Jan 182012
 

As I mentioned on KUOW’s Weekday program today, I was delighted to read in today’s Financial Times* that manufacturing employment has grown faster in the U.S. during this recovery than in any other advanced country.

From January 2010, employment in U.S. factories has risen by 2.9% to nearly 11.8 million (chart). The comparable change for Germany is 2.4%, for Canada 1.9%. In Japan, Italy and France, by contrast, manufacturing employment has fallen.

In fact, reports the FT, the U.S. has added more factory jobs since the beginning of 2010 than the rest of the globe’s richest countries (the Group of Seven, or G7, comprising the six countries mentioned plus the U.K.) combined.

I’m not Dr. Pangloss. U.S. factory employment has been on a downward trend for more than 30 years. Factory head count is down 40% from its post-World War II peak, which occurred in mid-1979. Despite gains the past two years, factory employment is still nearly 2 million below where it was before the Great Recession/Lesser Depression.

But a couple of angles in the FT article caught my eye, partly because they go against conventional wisdom. Example: The lack of wage growth in the U.S. is deplored endlessly, but it is helping make the U.S. more competitive. The FT says unit labor costs in the U.S. fell 11% in dollar terms in the period 2002-2010. In Japan they rose 3%. In Germany, they soared 41%, in part because of the strength of the Euro, roughly at parity with the dollar in 2002, now at $1.28.

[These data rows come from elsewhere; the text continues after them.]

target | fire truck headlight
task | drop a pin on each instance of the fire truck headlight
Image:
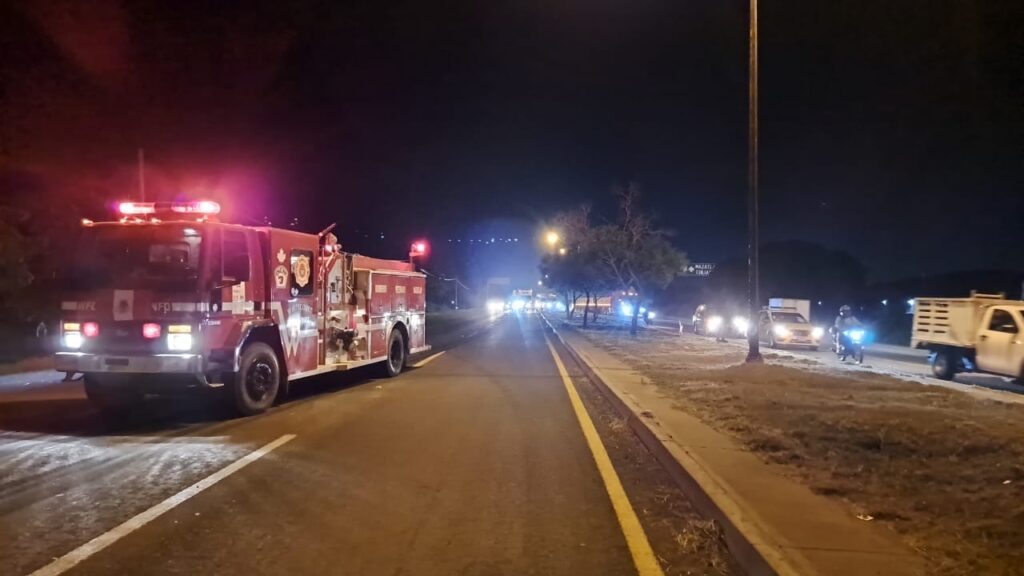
(73, 340)
(179, 342)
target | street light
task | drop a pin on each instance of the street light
(753, 343)
(552, 238)
(417, 250)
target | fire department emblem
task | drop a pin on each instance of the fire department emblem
(281, 277)
(301, 271)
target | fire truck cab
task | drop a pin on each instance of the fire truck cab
(167, 299)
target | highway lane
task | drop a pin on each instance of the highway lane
(473, 464)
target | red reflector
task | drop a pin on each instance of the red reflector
(151, 331)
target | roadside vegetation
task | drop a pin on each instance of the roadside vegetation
(630, 255)
(942, 468)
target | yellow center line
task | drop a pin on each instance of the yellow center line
(643, 556)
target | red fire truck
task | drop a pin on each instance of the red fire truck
(168, 298)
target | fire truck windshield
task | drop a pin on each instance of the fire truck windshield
(156, 257)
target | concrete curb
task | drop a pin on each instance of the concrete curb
(743, 550)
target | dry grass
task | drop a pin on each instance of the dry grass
(942, 468)
(705, 539)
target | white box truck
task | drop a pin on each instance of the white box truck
(797, 304)
(982, 333)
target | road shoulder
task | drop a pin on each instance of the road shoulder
(794, 530)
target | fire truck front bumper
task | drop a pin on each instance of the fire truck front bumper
(168, 364)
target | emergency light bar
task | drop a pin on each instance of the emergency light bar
(202, 207)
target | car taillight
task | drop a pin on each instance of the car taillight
(151, 331)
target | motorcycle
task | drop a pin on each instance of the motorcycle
(849, 343)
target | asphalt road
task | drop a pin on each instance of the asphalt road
(473, 463)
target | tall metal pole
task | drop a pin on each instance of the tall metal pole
(141, 173)
(754, 352)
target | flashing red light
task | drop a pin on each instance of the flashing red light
(151, 331)
(136, 208)
(202, 207)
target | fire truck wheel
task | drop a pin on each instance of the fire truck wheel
(395, 355)
(256, 383)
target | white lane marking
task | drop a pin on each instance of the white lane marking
(428, 360)
(89, 548)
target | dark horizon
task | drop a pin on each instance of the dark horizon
(890, 132)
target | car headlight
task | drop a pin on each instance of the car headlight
(179, 342)
(179, 337)
(714, 323)
(740, 324)
(73, 340)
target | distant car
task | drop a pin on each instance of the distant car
(712, 321)
(787, 328)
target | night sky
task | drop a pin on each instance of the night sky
(894, 130)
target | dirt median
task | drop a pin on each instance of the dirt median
(943, 469)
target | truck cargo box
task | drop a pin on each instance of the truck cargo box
(951, 322)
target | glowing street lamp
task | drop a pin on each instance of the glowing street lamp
(417, 250)
(552, 239)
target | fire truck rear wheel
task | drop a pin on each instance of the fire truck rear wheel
(255, 385)
(395, 355)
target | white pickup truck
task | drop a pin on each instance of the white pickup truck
(982, 333)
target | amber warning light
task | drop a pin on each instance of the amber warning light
(202, 207)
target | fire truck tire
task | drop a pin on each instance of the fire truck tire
(255, 385)
(395, 355)
(110, 400)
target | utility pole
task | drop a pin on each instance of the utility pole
(754, 352)
(141, 174)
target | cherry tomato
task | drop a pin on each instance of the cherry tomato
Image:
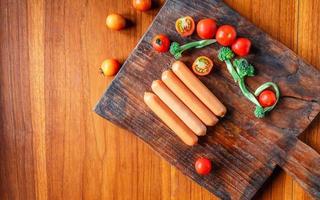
(241, 46)
(110, 67)
(267, 98)
(206, 28)
(226, 35)
(203, 166)
(161, 43)
(142, 5)
(185, 26)
(115, 22)
(202, 66)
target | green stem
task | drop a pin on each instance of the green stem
(247, 93)
(232, 71)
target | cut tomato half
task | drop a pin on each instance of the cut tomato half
(185, 26)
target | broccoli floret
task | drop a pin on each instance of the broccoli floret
(259, 112)
(225, 53)
(175, 50)
(243, 67)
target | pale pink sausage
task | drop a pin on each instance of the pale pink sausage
(181, 110)
(170, 119)
(188, 98)
(198, 88)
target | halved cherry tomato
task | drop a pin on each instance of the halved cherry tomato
(203, 166)
(110, 67)
(226, 35)
(267, 98)
(206, 28)
(142, 5)
(185, 26)
(241, 46)
(202, 66)
(161, 43)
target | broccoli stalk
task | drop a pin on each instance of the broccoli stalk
(241, 69)
(226, 54)
(176, 49)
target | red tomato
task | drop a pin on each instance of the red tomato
(185, 26)
(161, 43)
(226, 35)
(203, 166)
(267, 98)
(241, 46)
(206, 28)
(142, 5)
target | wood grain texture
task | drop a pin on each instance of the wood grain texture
(248, 148)
(54, 146)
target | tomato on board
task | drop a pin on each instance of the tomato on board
(142, 5)
(203, 166)
(226, 35)
(110, 67)
(241, 46)
(185, 26)
(115, 22)
(202, 66)
(267, 98)
(206, 28)
(161, 43)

Cheap Chinese labor? Not as cheap as it used to be. The FT notes that Chinese factory pay has been rising  15% or more annually for at least the past eight years. No wonder some companies have decided to bring work back to the U.S. from outposts in China and elsewhere.

Even higher oil prices make a difference. Hauling raw materials across the Pacific to China and hauling finished goods back made a lot more sense when oil was at $25-30 a barrel than at today’s price. The U.S. shale-gas boom, which has pushed down the price of natural gas and reduced related industrial energy costs, also favors the U.S.

Cash-laden U.S. companies are spending heavily on equipment and software to boost productivity. That means U.S. factories can churn out more stuff without adding a lot more people. Anyone who has ever toured Boeing’s factory for wide-body jobs in Everett will tell you their first surprise is how few people they see in some of the world’s largest buildings.

U.S. factories employed nearly 20 million people in mid-1979. Those days are gone forever. That said, it is encouraging to know that we are doing better on this score than other advanced economies.

*Registration required; FT.com allows retrieval of several Financial Times articles a month before a pay-wall is encountered.